Similarly unbeaten, it would have been interesting, to say the least, for the Gordon Elliott – Nicky Henderson rivalry to have been tested again last month. I’ve no idea whether On The Blind Side will take his chance as Henderson has other options, but he started his career for Alan Spence with an Aintree win before more demanding Cheltenham and Sandown assignments, both easily accomplished.

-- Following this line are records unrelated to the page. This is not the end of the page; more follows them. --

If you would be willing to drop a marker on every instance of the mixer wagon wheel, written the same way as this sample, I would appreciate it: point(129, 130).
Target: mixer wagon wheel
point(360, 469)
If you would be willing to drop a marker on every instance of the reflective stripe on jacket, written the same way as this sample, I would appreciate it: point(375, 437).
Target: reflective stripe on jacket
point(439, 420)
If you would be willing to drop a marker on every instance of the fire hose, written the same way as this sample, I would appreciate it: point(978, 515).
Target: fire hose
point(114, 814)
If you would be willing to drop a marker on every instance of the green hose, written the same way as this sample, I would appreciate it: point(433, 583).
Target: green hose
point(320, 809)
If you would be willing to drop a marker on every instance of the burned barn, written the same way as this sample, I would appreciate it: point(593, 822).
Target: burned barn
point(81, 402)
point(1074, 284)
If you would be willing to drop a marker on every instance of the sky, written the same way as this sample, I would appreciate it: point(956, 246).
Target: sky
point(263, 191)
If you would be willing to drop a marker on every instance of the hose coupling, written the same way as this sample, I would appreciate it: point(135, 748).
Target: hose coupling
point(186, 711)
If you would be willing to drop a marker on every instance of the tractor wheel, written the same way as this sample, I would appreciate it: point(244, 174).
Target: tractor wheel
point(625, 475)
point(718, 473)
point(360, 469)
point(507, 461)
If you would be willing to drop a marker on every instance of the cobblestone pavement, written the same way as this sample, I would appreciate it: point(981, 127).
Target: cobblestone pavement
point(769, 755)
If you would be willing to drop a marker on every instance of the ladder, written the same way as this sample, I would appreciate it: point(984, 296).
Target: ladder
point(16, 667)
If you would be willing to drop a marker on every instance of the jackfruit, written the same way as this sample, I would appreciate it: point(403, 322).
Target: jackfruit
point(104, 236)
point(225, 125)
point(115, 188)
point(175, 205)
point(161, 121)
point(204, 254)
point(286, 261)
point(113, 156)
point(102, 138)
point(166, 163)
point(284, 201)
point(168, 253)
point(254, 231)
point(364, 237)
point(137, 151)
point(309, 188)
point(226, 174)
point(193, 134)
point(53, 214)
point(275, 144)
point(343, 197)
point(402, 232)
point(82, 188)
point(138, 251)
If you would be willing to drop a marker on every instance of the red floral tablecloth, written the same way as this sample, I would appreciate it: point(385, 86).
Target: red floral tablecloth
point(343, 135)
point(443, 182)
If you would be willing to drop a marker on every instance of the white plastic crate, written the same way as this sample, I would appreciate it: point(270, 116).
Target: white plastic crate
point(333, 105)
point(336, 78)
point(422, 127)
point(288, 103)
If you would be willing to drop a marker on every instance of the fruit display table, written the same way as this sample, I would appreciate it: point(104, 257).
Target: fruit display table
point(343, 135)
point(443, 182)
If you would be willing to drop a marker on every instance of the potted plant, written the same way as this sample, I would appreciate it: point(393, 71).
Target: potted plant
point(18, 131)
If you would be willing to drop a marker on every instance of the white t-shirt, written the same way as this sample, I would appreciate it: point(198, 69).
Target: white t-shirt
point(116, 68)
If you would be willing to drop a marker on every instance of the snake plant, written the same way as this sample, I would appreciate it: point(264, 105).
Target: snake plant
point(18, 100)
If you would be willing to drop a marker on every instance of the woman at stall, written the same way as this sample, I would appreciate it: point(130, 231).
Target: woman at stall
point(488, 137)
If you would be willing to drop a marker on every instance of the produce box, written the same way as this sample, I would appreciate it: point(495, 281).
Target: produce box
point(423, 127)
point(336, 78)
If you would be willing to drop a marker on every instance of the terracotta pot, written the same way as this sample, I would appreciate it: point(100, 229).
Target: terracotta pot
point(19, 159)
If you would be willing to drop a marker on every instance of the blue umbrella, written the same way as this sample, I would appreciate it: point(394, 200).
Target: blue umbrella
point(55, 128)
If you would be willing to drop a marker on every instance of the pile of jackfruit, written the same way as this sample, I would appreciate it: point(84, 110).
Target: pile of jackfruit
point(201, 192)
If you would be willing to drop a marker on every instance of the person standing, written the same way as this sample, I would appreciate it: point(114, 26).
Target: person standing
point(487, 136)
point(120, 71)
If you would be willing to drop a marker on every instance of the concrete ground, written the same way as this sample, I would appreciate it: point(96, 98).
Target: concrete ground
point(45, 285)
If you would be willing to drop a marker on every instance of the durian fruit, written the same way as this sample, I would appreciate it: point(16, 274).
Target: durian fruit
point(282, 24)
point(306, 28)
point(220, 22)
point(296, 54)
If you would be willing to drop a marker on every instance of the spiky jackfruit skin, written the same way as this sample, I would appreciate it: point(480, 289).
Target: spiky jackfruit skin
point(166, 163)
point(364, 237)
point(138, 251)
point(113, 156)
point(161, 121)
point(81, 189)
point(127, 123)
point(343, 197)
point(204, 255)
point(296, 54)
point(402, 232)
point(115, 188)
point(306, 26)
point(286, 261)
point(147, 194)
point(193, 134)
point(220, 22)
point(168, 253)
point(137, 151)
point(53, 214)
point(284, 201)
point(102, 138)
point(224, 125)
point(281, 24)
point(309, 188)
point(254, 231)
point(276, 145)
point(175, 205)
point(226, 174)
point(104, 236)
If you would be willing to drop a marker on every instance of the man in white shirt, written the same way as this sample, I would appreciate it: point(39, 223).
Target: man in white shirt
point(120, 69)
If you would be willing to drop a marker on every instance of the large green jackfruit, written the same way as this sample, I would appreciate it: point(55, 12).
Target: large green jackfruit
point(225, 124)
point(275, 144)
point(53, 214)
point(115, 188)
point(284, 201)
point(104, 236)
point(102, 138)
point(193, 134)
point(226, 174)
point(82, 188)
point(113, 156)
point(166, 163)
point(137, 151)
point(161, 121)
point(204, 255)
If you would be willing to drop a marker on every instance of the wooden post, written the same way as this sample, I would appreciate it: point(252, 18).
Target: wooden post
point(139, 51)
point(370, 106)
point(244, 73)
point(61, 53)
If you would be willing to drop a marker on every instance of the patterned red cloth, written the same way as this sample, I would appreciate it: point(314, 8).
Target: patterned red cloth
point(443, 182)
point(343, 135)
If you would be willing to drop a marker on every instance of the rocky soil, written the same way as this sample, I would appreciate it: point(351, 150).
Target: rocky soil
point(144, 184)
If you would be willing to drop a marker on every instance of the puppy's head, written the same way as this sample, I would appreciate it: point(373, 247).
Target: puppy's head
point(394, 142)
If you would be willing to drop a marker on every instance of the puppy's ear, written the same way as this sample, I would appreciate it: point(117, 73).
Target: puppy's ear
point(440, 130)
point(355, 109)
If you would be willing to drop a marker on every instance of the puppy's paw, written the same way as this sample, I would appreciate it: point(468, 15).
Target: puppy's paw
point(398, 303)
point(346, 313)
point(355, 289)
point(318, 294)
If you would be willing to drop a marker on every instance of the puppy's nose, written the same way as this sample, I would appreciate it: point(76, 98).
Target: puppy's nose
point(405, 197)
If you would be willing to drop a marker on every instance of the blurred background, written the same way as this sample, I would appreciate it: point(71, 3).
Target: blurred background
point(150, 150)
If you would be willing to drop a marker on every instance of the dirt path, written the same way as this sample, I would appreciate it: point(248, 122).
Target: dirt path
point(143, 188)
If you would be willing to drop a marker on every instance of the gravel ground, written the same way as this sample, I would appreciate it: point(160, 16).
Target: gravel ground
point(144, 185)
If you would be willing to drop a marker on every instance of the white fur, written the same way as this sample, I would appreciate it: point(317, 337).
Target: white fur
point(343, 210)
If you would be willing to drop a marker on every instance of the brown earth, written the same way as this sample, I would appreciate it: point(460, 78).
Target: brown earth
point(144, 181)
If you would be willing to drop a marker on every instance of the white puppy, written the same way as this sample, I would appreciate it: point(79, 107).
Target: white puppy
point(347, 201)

I’ve always enjoyed Aintree, seeing many Grand Nationals and backing and tipping quite a few winners of the race, too. I made my first appearance as Mr Tooth’s Racing Manager there 11 years ago for Punjabi’s second placing behind Katchit, his Triumph conqueror in the Juvenile race. Sadly, I was unable two years later to witness first hand his Champion Hurdle win as I was at Moorfields Eye Hospital following up a detached retina operation.
Age catches up on all of us, and for the start of the Craven – happily restored to three days, Tuesday to Thursday next week – I’ll be absent again on medical grounds. This time it’s an assessment of a second basal cell carcinoma – skin cancer to you. The previous bout – a few years ago – involved lots of stitches, above and below the surface. It didn’t hurt much – till they took them out, that is. [Mend well, Tony – Ed.]